The other issue I have with these numbers is that it only mentions latency and not throughput. The main issue is that the non-pipelined Cortex-A8 FPU has throughput almost as bad as its latency, while all of the other implementations have single cycle throughput for 2x 64-bit operations. Maybe throughput is what you mean by "minimum latency", however this would imply that Cortex-A9 VFP can't issue every cycle, which isn't the case.
3) It's obvious from the GLBenchmark 2.0 Pro screenshot that there are some serious color limitations from Tegra 2 (look at the woman's face). This is probably due to using 16-bit. IMG has a major advantage in this area since it renders at full 32-bit (or better) precision internally and can dither the result to 16-bit to the framebuffer, which looks surprisingly similar in quality to non-dithered 32-bit. This makes a 16-bit vs 16-bit framebuffer comparison between the two very unbalanced - it's far more fair to just do both at 32-bit, but it doesn't look like the benchmark has any option for it. Furthermore, Tegra 2 is limited to 16-bit (optionally non-linear) depth buffers, while IMG utilizes 32-bit floating point depth internally. This is always going to be a disadvantage for Tegra 2 and is definitely worth mentioning in any comparison.
Finally I feel like ranting a little bit about your use of the Android Linpack test. Anyone with a little common sense can tell that a native implementation of Linpack on these devices will yield several dozen times more than 40MFLOPS (should be closer to 1-4 FLOP/CPU cycle). What you see here is a blatant example of Dalvik's extreme inability to perform with floating point code that extends well beyond an inability to perform SIMD vectorization.
metafor - Monday, February 7, 2011 - link
According to the developer of Linpack on Android:http://www.greenecomputing.com/category/android/
It is mostly FP64 calculations done on Dalvik. While this may not be the fastest way to go about doing linear algebra, it is a fairly good representation of relative FP64 performance (which only exist in VFP).
And let's face it, few app developers are going to dig into Android's NDK and write NEON optimized code.

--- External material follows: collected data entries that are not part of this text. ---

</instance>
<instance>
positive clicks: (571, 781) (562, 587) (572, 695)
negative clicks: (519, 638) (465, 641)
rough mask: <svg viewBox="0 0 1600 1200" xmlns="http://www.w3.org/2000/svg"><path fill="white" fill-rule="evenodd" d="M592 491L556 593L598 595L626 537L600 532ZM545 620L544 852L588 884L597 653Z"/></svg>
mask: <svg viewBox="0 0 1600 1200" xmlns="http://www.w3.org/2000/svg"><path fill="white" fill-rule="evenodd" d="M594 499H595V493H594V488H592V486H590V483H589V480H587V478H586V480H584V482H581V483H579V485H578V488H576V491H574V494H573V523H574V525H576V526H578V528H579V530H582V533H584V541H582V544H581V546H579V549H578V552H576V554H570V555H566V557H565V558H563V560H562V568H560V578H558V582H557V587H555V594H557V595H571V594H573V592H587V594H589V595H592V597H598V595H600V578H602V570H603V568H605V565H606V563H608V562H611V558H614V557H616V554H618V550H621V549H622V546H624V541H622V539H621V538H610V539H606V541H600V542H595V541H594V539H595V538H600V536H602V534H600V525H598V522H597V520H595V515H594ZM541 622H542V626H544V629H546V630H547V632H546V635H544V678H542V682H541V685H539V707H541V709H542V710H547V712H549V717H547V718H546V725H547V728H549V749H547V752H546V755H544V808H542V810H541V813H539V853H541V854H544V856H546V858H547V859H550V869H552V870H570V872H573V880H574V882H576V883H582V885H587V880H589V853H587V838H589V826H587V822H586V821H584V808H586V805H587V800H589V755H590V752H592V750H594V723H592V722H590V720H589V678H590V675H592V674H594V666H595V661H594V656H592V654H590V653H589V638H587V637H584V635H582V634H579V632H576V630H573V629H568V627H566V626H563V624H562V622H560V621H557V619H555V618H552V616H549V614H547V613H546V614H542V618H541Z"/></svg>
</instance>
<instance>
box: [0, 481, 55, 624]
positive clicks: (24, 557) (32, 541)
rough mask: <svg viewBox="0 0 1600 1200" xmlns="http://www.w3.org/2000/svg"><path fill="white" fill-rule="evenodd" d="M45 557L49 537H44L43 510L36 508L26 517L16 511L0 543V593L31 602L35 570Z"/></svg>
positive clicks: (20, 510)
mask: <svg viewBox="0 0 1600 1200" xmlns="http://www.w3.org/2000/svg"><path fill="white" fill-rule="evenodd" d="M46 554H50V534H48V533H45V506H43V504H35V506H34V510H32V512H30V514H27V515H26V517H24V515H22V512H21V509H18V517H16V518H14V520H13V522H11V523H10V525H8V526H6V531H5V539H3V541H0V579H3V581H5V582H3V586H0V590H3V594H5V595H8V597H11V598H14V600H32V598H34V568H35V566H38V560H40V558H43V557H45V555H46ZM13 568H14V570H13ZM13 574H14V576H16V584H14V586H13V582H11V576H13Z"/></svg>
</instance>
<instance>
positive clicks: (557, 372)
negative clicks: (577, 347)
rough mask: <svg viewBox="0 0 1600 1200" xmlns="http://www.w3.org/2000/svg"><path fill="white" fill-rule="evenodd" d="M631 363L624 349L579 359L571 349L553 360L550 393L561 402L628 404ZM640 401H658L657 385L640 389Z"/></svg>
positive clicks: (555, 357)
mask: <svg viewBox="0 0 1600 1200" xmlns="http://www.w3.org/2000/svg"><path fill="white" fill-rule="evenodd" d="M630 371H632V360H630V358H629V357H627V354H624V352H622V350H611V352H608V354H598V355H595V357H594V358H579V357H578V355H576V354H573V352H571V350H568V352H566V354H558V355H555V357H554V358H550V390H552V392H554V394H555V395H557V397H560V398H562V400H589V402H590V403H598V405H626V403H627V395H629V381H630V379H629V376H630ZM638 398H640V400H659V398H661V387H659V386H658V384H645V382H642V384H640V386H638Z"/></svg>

Exophase - Monday, February 7, 2011 - link
Then let's ask this instead: who really cares about FP64 performance on a smartphone? I'd also argue that it is not even a good representation of relative FP64 performance since that's being obscured so much by the quality of the JITed code. Hence why you see Scorpion and A9 perform a little over twice as fast as A8 (per-clock) instead of several times faster. VFP is still in-order on Cortex-A9, competent scheduling matters.Maybe a lot of developers won't write NEON code on Android, but where it's written it could very well matter. For one thing, in Android itself. And theoretically one day Dalvik could actually be generating NEON competently.. so some synthetic tests of NEON could be a good look at what could be.
metafor - Monday, February 7, 2011 - link
Well, few people really :)Linpack as it currently exists on Android probably doesn't tell very much at all. But if you're just going to slap together an FP heavy app (pocket scientific computing anyone?) and aren't a professional programmer, this likely represents the result you see.
I wouldn't mind seeing SpecFP ported natively to Android and running NEON. But alas, we'd need someone to roll up their sleeves and do that.
I did do a native compile of Linpack using gcc to test on my Evo, though. It's still not SIMD code, of course, but native results using VFP were around the 70-80MFLOPS mark. Of course, it's scheduling for the A8's FPU and not Scorpion's.
Anand Lal Shimpi - Monday, February 7, 2011 - link
Thanks for your comment :)1) You're very right, I was thinking about the ARM11 - fixed :)
2) Make that 2 for 2. You're right on the NEON values, I mistakenly grabbed the values from the cycles column and not the result column. The DIV/SQRT columns were also incorrect, I removed them from the article.
I mentioned the lack of pipelining in the A8 FPU earlier in the article but I reiterated it underneath the table to hammer the point home. I agree that the lack of pipelining is the major reason for the A8's poor FP performance.
3) Those screenshots were actually taken on IMG hardware. IMG has some pretty serious rendering issues running GLBenchmark 2.0.
4) I'm not happy with the current state of Android benchmarks - Linpack included. Right now we're simply including everything we can get our hands on, but over the next 24 months I think you'll see us narrow the list and introduce more benchmarks that are representative of real world performance as well as contribute to meaningful architecture analysis.
Take care,
Anand